Reagents: YPD media (composed of 1% yeast extract , 2% tryptone and 2% glucose,extra 2% agar in solid) , 1ml Competent cell preparation buffer(800μl 50% PEG4000,100μl 1M DTT, 100μl 2M LiAc), SD solid media (depending on the labelled gene) , 10μl linear DNA fragments.
       1.First,We streak-cultivate K.marxianus on YPD solid media and incubate overnight in a 37°C incubator ;
       2.Use the inoculating needle to pick single colony from YPD plate and rinse the tip in 5ml YPD liquid media , cultivate overnight under the condition of 37°C and 230rpm;
       3.Pipette 500μl suspension culture and transfer into 5ml YPD medium , cultivate under the condition of 37°C and 230rpm until the exponential growth phase (about 5 hours);
       4.Centrifugate at 5000×g the culture for 1 minute , and then discard the supernatant . Add 500μl preparation buffer and use pipettes to blow and suck to resuspend yeast bodies;
       5.Centrifugate at 5000×g the culture for 1 minute and discard the supernatant . Add 100μl preparation buffer and resuspend yeast bodies;
       6.Add 10μl linear DNA fragments and 10μl Salmon sperm DNA(unnecessary) into the culture , vortex shake for 15 seconds ,and then 47°C heat shock for 15 minutes.
       7.Spread appropriate amount of culture on a selective plates , and cultivate it in a 37°C incubator for 2~3 days.
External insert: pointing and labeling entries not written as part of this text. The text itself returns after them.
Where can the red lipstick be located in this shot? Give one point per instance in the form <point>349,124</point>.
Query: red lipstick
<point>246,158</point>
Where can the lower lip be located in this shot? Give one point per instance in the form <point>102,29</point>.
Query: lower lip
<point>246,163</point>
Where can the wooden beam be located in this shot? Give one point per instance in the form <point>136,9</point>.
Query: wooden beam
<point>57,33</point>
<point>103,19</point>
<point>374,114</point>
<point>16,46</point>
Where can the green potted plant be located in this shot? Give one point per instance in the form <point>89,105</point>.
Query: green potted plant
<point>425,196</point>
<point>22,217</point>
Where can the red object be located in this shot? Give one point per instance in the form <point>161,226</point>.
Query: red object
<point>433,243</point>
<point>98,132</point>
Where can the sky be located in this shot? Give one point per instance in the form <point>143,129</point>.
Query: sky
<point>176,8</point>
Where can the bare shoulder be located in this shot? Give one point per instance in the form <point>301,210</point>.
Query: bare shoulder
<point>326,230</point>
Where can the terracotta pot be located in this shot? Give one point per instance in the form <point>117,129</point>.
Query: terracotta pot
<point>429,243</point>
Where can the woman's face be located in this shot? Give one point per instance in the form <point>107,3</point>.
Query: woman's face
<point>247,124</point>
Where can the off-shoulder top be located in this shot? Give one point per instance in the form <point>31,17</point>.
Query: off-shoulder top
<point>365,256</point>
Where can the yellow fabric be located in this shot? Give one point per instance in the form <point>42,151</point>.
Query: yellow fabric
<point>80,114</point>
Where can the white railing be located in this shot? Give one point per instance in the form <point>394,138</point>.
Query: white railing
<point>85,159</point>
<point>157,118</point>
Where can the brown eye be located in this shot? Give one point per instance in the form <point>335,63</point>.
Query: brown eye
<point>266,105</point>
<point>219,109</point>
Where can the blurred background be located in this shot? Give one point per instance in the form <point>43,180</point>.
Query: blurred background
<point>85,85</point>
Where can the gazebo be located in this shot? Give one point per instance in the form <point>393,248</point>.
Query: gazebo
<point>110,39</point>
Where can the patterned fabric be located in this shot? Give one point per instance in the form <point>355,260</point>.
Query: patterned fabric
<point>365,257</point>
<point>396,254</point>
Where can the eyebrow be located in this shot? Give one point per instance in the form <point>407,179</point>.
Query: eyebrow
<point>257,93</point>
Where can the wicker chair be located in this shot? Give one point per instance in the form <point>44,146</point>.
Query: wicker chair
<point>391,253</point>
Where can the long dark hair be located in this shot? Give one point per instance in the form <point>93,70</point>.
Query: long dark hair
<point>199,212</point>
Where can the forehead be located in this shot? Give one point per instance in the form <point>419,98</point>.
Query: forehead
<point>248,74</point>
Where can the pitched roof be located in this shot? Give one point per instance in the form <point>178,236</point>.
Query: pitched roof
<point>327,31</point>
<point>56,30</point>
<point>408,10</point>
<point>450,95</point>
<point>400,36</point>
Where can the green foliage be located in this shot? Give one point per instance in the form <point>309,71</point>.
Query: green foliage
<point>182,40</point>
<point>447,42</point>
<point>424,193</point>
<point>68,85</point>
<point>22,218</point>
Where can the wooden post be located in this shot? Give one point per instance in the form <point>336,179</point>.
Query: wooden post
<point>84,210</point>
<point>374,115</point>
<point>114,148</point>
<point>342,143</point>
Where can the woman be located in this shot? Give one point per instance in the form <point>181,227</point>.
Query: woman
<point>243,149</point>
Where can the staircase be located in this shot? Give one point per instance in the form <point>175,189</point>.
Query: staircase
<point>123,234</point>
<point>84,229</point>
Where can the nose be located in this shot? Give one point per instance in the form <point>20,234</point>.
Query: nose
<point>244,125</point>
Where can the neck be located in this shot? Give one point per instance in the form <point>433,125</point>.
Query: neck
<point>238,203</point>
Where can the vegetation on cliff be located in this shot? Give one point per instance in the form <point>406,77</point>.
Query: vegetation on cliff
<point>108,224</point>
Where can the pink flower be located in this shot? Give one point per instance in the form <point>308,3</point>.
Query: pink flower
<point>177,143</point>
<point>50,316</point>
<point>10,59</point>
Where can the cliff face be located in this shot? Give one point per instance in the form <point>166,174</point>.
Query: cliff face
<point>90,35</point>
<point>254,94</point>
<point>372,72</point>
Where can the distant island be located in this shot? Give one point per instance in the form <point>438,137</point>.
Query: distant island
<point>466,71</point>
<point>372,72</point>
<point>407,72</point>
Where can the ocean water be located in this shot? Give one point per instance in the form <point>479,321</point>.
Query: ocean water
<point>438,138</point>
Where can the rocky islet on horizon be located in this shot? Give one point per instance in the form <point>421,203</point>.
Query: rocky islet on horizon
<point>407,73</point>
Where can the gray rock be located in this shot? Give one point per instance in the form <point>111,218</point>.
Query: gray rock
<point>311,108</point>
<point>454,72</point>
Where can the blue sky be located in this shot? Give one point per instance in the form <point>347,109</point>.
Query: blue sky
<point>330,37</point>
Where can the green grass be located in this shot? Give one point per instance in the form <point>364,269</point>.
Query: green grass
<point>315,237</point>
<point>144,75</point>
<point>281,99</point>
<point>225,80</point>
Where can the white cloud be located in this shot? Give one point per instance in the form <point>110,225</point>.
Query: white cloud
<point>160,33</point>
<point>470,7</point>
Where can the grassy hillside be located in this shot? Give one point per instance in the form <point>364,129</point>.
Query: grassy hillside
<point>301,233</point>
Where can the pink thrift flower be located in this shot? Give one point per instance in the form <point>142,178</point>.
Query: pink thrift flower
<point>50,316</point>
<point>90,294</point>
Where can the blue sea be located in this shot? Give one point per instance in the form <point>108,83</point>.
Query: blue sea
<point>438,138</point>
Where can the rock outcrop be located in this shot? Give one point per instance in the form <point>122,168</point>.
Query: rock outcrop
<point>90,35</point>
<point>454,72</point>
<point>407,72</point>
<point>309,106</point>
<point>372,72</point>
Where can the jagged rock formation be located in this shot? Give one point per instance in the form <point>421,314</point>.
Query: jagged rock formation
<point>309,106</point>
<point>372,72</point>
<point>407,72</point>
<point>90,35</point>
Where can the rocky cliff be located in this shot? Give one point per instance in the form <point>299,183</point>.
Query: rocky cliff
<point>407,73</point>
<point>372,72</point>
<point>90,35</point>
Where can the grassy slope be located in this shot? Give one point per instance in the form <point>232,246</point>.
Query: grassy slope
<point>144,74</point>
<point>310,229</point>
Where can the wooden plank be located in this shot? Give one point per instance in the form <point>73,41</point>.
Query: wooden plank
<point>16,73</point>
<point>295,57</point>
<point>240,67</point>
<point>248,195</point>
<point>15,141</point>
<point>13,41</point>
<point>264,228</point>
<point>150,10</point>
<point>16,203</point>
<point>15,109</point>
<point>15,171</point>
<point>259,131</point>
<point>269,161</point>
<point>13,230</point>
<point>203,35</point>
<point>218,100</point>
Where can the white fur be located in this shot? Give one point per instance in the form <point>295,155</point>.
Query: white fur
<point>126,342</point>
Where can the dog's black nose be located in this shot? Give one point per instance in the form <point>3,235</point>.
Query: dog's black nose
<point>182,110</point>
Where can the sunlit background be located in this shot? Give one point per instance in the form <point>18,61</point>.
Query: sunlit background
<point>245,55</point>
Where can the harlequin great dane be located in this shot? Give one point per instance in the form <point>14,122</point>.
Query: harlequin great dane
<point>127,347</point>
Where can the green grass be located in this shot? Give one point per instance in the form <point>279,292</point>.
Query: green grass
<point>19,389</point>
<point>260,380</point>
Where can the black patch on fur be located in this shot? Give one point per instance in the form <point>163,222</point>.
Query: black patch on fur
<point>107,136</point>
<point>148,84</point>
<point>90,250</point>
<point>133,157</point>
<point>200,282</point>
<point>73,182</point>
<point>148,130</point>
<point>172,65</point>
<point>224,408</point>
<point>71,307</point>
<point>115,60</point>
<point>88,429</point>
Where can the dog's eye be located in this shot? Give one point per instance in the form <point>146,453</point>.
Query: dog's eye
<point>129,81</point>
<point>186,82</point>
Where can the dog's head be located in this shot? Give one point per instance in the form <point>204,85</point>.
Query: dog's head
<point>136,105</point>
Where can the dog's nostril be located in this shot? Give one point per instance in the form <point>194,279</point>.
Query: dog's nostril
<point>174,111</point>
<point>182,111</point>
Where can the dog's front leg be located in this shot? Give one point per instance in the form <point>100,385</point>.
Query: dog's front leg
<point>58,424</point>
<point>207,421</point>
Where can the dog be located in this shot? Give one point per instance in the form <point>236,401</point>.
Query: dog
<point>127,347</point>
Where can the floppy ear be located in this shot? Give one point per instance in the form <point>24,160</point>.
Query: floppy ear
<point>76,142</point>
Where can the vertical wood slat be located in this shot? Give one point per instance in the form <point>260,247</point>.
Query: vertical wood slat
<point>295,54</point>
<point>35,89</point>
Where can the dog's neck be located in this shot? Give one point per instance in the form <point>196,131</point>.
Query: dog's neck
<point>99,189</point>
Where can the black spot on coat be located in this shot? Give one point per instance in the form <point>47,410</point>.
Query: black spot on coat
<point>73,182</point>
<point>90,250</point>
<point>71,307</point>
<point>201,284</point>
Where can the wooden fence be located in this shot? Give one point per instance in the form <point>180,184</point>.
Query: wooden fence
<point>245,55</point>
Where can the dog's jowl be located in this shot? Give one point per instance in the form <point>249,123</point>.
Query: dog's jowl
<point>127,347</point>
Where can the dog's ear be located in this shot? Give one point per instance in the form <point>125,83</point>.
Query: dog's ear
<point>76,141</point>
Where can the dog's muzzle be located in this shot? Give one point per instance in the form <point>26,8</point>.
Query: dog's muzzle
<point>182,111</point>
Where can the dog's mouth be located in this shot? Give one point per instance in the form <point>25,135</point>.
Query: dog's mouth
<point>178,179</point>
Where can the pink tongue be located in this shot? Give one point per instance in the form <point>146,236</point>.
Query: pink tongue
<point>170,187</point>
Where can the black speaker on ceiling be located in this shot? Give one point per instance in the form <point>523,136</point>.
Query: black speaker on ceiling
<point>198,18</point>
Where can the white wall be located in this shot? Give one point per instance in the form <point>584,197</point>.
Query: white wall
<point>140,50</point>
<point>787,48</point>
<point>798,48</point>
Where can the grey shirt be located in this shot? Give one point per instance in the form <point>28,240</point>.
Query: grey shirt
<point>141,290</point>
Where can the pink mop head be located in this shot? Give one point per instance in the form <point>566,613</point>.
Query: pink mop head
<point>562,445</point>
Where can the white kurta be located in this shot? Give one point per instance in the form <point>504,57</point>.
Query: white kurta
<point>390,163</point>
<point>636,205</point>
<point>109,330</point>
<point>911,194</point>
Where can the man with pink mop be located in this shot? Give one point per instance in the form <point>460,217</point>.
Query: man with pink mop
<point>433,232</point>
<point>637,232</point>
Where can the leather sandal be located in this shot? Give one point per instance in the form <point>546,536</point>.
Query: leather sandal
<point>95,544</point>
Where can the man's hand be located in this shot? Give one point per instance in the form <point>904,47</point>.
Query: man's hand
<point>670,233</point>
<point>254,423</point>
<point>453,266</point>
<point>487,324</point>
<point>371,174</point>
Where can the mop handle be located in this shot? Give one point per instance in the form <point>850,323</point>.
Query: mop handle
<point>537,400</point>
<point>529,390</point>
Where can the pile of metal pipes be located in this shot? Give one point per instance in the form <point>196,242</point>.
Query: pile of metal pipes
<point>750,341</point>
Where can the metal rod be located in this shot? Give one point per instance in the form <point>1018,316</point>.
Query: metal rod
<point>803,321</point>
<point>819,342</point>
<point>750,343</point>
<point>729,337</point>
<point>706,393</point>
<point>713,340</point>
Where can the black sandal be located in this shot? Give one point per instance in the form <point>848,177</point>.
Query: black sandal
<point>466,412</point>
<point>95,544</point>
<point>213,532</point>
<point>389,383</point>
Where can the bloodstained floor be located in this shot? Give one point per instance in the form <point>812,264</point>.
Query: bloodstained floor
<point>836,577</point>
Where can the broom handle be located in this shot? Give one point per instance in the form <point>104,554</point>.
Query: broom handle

       Reagents:YPL media (consists of 1% yeast extract , 2% tryptone and 10% lactose) , YPLG (consists of 1% yeast extract , 2% tryptone , 8% lactose and 2% glycerol).
       1.Cultivate strains in YPL (or YPLG) until OD600 reaches 5.0;
       2.Pipette 1ml culture and transfer into 4ml YPL (or YPLG) in a test tube , cultivate it under the condition of 37°C and 230 rpm;
       3.Every half a day sampling 0.8ml culture and store them at -4°C;
       4.After 3 days separate and detect the content of tagatose by high performance liquid chromatography.

       Reagents:SD/-Ura , SD/-Leu , SD/-Trp media powder.
       1.Prepare the media according to the instructions and add extra 2% agar in solid media.
       2.Cultivate the strains on corresponding media according to the labelled gene.
       If the transformation is successful , the yeast would self-synthesize the substance and grow on the plate.

       Reagents:2 × Rapid Taq Master Mix , 20 mM NaOH , ddW.
       1.Add 5-10μl NaOH in a PCR tube , and use the inoculating needle to pick single colony and rinse the tip in the PCR tube;
       2.Heat the tube at 99.9°C for 30 minutes ensuring each cell is broken;
       3.Add 2μl of each designed coupled primers , 25μl 2 × Rapid Taq Master Mix and ddW to final 50μl;
       4.Carry out PCR under corresponding conditions;
       5.Run an agarose gel electrophoresis and judge from the electrophoretogram.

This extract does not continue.